FORMS

My pet hate is unnecessarily complex and elaborate forms. I also resent intrusive questions which have nothing to do with the page. If you are soliciting marketting information it is simple good manners to be up front about this. What I and hundreds of thousands like me resent is finding that your e-mail address has found it's way on somebody's list, and you find yourself receiving lots of unwanted junk e-mail.

Don't treat people like this. Give them a choice! If you are collecting addresses for lists be up front, give them a genuine option not to be included on any list, and then respect it.

I use a free form processing service http://response-o-matic.com which is very good. It allows you to define your own data fields, just so long as each submission carries your e-mail address, your visitor's e-mail address, and your visitor's name. In fact on one of my forms I send a dummy name for the visitor's e-mail address and offer them another text field if they opt to submit their address. The reason why I did this was that I wanted to hear what they felt about the site rather than to know what their e-mail address was. If they wanted to tell me that was up to them.

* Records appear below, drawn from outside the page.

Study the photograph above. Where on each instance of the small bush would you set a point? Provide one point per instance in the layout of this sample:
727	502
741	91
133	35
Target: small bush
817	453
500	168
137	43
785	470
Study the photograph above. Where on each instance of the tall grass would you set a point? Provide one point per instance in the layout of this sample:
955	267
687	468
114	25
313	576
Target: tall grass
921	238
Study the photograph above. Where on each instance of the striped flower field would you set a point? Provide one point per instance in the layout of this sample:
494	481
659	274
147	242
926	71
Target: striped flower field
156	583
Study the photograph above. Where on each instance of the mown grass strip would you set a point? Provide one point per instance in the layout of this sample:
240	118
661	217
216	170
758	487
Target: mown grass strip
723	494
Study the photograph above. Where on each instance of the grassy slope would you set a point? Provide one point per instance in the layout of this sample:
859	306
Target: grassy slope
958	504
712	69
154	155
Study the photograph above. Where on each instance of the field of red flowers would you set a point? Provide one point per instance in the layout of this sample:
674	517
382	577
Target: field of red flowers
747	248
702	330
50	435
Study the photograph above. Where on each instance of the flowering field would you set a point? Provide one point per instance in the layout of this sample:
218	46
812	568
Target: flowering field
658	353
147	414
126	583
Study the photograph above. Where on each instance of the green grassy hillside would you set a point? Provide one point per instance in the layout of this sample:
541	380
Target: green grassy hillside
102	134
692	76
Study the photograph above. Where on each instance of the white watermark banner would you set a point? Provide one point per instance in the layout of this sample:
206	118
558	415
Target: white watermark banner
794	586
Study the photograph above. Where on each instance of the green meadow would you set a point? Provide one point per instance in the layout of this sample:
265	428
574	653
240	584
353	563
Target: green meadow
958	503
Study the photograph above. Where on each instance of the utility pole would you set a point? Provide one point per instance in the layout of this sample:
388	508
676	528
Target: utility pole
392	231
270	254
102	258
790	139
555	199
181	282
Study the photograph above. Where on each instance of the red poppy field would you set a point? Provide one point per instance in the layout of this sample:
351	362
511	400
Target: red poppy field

Just like design and graphics, don't use a form just to show off. If all you need is contact then using the <A HREF="mailto:[email protected]"> tag is simpler and more straight forward, and it allows the sender to keep a copy of the e-mail if that is their practice. Think about what you want to use a form for. Think about designing it to be as easy to use as possible, and don't burder people with too many compulsary fields. They'll lose patience with it and move on without submitting the form. That will be your loss, and not theirs!